Review-synopsis by Rachel Newstead
L’il Ol’Bosko and the Pirates
Release Date: May 1, 1937
Director: Hugh Harman
In short: Little Bosko’s imagination runs wild, conjuring up a boatload of musical pirate frogs who show him–and us–just what “wild” means…
There is, I admit, an undeniable advantage to watching cartoons in the internet age.
When I was a child, TV programmers ruled. Cartoons came on when the programmers wanted, however often they wanted–and could be yanked off the air just as arbitrarily, for weeks or even months. Or for that matter, forever.
On the one hand, it made cartoon-watching an event, something to be eagerly anticipated. And yet…
I never knew when a favorite cartoon would reappear. Were I to miss it, I’d have to wait until it came up again in the rotation, however long that may be. Consequently, it could take years of repeat viewing to catch all the subtleties, the inside jokes, the individual “fingerprints” of each animator’s style.
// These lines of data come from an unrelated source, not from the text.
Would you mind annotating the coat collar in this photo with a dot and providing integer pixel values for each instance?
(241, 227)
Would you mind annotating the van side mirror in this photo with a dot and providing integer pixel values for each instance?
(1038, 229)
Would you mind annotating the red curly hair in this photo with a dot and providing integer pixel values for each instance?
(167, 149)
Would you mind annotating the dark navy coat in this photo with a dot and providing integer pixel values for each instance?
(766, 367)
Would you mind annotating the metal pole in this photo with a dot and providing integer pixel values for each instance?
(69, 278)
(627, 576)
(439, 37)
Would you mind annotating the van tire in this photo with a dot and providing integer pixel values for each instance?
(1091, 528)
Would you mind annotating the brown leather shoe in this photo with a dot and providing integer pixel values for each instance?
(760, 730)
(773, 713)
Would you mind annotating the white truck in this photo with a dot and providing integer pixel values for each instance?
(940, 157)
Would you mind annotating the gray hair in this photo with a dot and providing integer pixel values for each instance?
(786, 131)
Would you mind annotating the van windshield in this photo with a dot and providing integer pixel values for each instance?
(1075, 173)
Now, armed with DVDs, YouTube and the ability to instantly view nearly anything I desire, as many times as I desire, that same process can take days or even hours.
“L’il Ol’ Bosko and the Pirates” was not one of those cartoons I was fortunate enough to see in my childhood–it and cartoons like it had pretty much faded from TV by the time my interest in animation reached full flower–but the rule still applies.
I first had the privilege of viewing a copy some two years ago. Then, as too often happens, I misplaced it, and much of its wonderful detail faded from my mind.
When finally able to see it again–and again and again–about a week ago, what I found was a revelation.